A commenter writes:
I was at the meeting at St. John's in Lodia (see posting below). I am not a graybeard, and I am not a member of that congregation. I am a member of another parish in the diocese of San Joaquin. You ask if the counterparts at the meeting could sit through a whole session as the Rt Rev John David Scholfield did. Many of us have done so numerous times in the last few years, at Deanery meetings and at general convention. The service and meeting at St. Johns was refreshing and uplifting for so many of us in the diocese who have had no voice for a long time. And I am so weary of the disdain and disrespectful comments by the "conservatives" who think they have the only possible understanding of "truth."
The Bloviator responds:
Judging by the people I see in the picture below, almost all of them look at least as old as I. When I don't shave, my whiskers are as gray as a winter day in Germany so I think I am qualified to point out graybeards when I see them. Perhaps you younger folks were out of camera range.

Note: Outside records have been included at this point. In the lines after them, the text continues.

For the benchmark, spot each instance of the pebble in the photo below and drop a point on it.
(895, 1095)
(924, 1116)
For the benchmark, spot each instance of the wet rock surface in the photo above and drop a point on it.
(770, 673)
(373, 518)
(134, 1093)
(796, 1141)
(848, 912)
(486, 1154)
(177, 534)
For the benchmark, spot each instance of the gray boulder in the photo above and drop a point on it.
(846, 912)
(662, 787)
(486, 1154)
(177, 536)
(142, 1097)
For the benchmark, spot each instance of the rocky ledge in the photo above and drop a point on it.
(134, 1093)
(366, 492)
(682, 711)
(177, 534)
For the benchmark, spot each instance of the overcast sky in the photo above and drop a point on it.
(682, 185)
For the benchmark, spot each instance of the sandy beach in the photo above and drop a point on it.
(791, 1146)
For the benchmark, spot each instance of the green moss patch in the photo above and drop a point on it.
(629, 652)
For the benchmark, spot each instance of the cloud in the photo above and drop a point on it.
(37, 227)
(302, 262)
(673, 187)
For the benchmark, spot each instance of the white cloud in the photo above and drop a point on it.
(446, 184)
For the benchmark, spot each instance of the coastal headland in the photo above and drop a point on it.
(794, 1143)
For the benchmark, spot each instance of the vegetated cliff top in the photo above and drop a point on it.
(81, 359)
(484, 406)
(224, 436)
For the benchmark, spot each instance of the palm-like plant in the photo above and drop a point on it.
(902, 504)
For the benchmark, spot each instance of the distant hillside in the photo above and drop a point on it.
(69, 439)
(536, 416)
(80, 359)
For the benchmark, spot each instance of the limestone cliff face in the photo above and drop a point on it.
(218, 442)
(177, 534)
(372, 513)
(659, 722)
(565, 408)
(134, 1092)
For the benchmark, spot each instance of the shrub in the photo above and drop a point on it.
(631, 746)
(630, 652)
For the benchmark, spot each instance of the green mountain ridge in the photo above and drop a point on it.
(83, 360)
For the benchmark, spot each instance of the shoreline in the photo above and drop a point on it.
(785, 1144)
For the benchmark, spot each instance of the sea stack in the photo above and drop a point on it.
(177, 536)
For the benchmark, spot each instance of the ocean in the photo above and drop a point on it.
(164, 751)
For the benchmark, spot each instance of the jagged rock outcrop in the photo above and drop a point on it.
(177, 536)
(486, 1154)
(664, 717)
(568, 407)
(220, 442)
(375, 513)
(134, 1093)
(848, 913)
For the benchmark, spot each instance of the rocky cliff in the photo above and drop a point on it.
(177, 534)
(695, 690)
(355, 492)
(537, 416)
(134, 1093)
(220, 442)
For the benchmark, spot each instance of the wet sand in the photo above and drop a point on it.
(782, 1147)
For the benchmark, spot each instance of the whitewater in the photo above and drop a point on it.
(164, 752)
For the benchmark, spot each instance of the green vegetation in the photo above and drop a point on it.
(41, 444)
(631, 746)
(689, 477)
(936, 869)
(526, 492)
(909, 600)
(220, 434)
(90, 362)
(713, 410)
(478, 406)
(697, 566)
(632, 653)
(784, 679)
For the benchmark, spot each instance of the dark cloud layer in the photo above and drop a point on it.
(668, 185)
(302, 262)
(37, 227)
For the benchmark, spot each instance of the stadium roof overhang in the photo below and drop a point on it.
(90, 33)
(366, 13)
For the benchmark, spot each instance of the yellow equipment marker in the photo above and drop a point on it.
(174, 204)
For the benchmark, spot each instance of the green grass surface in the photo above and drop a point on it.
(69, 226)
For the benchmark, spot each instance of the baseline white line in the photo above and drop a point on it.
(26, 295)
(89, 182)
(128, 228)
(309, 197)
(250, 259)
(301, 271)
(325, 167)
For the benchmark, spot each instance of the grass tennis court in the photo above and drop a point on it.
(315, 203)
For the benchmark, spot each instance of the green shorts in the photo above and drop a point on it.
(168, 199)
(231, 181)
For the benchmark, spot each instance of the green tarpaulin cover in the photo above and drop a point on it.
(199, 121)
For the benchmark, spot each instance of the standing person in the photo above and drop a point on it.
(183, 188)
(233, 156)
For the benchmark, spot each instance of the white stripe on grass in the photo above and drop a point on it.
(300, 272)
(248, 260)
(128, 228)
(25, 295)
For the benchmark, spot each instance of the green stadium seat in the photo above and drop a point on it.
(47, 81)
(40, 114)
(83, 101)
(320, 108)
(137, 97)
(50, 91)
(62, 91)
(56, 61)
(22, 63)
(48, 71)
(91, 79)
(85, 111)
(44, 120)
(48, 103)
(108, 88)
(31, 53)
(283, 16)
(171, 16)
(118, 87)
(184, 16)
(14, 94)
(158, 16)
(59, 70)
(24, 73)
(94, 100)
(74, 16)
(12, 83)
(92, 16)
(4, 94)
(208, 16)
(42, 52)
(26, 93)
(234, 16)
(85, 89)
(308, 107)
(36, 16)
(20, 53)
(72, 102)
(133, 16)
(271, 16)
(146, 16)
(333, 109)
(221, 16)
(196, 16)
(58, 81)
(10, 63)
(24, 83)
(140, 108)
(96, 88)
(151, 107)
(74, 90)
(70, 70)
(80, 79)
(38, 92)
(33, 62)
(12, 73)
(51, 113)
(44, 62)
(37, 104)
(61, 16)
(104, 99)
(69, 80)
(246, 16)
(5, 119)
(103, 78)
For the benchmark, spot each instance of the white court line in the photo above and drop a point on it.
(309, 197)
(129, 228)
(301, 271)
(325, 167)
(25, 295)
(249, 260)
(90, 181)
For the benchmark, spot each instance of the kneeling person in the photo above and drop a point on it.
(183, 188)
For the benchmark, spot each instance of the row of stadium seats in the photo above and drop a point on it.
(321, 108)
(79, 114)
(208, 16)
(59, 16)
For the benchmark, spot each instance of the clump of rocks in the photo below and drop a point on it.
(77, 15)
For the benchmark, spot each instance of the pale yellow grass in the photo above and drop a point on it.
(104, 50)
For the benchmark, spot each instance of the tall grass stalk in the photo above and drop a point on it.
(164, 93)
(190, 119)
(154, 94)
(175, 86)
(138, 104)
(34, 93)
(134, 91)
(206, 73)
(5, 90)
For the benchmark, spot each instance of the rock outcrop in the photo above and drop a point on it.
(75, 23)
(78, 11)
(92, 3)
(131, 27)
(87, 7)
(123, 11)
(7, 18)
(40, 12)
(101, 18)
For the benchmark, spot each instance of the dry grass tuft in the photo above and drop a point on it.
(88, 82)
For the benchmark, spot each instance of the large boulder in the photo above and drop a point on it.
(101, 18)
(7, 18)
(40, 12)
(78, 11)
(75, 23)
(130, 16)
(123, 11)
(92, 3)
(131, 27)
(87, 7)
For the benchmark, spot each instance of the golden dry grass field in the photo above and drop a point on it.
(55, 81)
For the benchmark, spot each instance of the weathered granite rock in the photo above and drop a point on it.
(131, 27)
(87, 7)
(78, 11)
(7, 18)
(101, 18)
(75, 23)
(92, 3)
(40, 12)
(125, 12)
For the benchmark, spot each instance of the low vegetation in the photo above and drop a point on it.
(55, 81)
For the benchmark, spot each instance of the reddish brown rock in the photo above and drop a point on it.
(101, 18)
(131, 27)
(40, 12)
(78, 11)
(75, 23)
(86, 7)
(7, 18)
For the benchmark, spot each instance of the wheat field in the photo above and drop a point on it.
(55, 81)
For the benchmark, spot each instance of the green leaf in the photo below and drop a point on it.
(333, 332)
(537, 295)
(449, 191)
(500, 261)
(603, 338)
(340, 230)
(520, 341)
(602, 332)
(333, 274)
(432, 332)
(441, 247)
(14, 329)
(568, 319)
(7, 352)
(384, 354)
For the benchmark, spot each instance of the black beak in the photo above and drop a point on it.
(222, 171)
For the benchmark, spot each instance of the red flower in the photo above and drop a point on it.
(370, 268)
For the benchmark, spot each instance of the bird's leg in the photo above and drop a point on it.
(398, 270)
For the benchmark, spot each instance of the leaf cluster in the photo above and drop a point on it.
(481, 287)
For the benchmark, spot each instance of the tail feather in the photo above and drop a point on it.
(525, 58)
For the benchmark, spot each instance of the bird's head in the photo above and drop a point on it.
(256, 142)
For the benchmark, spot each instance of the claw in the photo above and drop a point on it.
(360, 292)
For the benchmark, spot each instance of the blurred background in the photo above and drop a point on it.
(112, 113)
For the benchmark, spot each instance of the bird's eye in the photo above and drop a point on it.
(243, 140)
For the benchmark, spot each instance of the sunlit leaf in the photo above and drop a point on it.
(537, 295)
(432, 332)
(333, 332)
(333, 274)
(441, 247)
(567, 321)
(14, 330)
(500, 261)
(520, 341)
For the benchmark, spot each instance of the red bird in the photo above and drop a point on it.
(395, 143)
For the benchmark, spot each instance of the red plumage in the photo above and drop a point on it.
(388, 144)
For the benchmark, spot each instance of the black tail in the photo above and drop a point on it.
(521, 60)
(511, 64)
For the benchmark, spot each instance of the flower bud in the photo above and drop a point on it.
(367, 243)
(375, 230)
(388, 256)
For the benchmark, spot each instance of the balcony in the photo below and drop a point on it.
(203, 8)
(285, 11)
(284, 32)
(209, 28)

You've "had no voice for a long time?" Welcome to the club, I've felt the same, for over thirty years. Not that that hasn't stopped those who claim to be on the side of inclusiveness from showering me and those who share my "conservative" (I'm not ashamed of that word) views with abuse and condescension.
Regarding my understanding of the "truth" (why do you use quotation marks there?): My understanding of it with respect to Church doctrine is that it is based on Scripture, the Creeds and the Thirty-Nine Articles. Modern day ECUSA seems to regard those three items as mere historical artifacts, to be adjusted, de-emphazied or just plain ignored as necessary should they happen to conflict with ever changing contemporary mores. I demur.
Like you, I am truly weary of the disdain and disrespect. I suspect I have been putting up with it a lot longer than you but relief is at hand for both of us. There will be a bust up, soon. The two sides today sadly resemble the bitter and acrimonious partners in a long but utterly failed marriage. Ruth Gledhill got it right in the London Times today: It's time for a divorce; the warring parties should go their separate ways for their mutual good health and sanity.
Maybe then there can be some healing. God be with you.